Disregarding the flock of pigeons crowded beneath my feet, this company felt strange. For the past month, the Bowdoin bubble had completely engulfed my vision. Suddenly, the references I had accumulated, names I had learned , and my shared experiences at Bowdoin became mute. However, the cultural shift between the two communities that I experienced while talking to my friends was unnoticeable. Life updates from school quickly trailed off into reminiscing about home.
Despite only being gone for a month, my friends and I had already put Nashville into a special part of our mind. Not quite home yet not quite unknown, it occupied an odd liminal space.
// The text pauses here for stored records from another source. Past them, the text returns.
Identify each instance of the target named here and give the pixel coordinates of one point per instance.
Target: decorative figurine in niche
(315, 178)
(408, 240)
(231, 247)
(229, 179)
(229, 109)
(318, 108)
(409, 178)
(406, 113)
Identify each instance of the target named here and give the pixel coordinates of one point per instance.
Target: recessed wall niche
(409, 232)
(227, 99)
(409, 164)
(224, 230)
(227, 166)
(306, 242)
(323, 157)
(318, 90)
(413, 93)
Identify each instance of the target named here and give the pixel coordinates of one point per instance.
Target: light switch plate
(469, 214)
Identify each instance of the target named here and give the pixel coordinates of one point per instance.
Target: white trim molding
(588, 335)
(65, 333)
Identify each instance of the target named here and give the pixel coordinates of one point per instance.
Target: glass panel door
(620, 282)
Even with plenty of similarities between our new and old environments, it felt like there was a layer of gauze laid on top of our memories. As near as Nashville was to our hearts, it already had begun to feel like some distant land, known to us and only us.
I sprung to ask the question that I had been pondering after weeks of being asked about it: what makes our home city unique to us? It appeared that this question had been on all of our minds for quite a bit of time. Bowdoin is the first community that’s asked me to explain my home to others. In a world of J.O.B.s, the concepts of “Nashville” and “Tennessee” are little known at best. Even though we were on the street in New York, it felt like a safe time and space to unpack our thoughts; our little, created-for-the-afternoon community felt like home, somehow. Would we always represent Nashville? Would it always represent us? Can we, and should we, love that place?
The conversation slowly began to take shape around one central question: how do we form home? One of those with me raised an interesting point. In the age of the internet, our cultural compasses are for the most part pretty aligned, based on interest and political persuasion rather than location. One may share more with someone thousands of miles away than their own neighbor. Even with this knowledge in mind, my friend still felt a visceral and real connection to his home city.
Perhaps it’s more based on your community then? Those people who you call your neighbors, those who you call your friends, do they influence you, your perception of the world around you and your attitudes about the people in your life (both strangers and friends)? I think so.
It makes sense then, that, for a brief moment in time, I found myself transported back home, even on a park bench in New York City.
So, even as the weather grows colder, the skies shift to gray and the rain continues to fall, I’m charged with a certain resolve to experience Maine and Bowdoin for all they have to offer, this year and for the next four. My goal is not just to find community amongst the wonderful people at this school and to give plenty of Bowdoin “hellos,” but also to really find home in the nature of Maine, to explore the surrounding towns for what they have to offer and to immerse myself in the history of the school. To put it simply, I strive to reach the Offer of the College. Join me on this mission, please. Let’s make Maine ours.
Michael Gordon is a member of the Class of 2025.